The time of the ceremony was significant. It was a reference to Judicial Council Decision 1032, which ruled gay people could be refused membership in The United Methodist Church because of their sexual orientation.
“If this feels like a conspiracy, it is. We are tired of open doors that only lead to closets,” said the Rev. Amy DeLong, one of a dozen people who laid hands on Laurie during the ceremony. DeLong, a lesbian who has been with her partner for more than 20 years, faced a church trial in 2011. A resolution at that trial allowed her to remain a United Methodist clergywoman.
Laurie earned her Master of Divinity degree from Garrett-Evangelical Theological Seminary in 1995 but as a lesbian, she was barred from entering the candidacy process.
Participants were asked, “Do we trust that Sue is worthy, by God’s grace, to be ordained?” In unison, they answered, “We do! Thanks be to God.”
After the laying on of hands and prayer, Laurie and her wife, Julie Bruno, served Holy Communion.
The looming debate over human sexuality has seen a renewed push from those who want change, with 111 clergy or clergy candidates coming out on May 9 as LGBTQ religious leaders.
Their letter, identifying themselves as lesbian, gay, bisexual, transgender and queer or questioning, comes a week after 15 clergy and clergy candidates in the New York Conference took a similar step of coming out together.
And, on May 7, the Rev. David Meredith, a United Methodist pastor in the West Ohio Conference, married Jim Schlachter, his partner of 28 years.
These actions could put these clergy at risk of losing their credentials under church law, just as 864 delegates from around the globe are embarking on a 10-day legislative meeting that will determine church rules for the coming four years. Some of the May 9 letter signers are among the delegates.

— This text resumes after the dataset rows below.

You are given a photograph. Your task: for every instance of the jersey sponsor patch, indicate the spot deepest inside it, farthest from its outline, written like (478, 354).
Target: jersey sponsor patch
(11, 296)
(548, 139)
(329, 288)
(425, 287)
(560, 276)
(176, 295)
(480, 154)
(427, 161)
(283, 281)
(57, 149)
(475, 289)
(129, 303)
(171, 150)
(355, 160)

More than 100 pieces of legislation concerning human sexuality will come before General Conference, which begins May 10. Many petitions want to retain the language in the 2012 United Methodist Book of Discipline and strengthen penalties for those disobeying church law. Others seek to remove restrictions. Still other proposals would leave the questions of ordination and marriage up to lower levels of the church, such as annual conferences and individual clergy.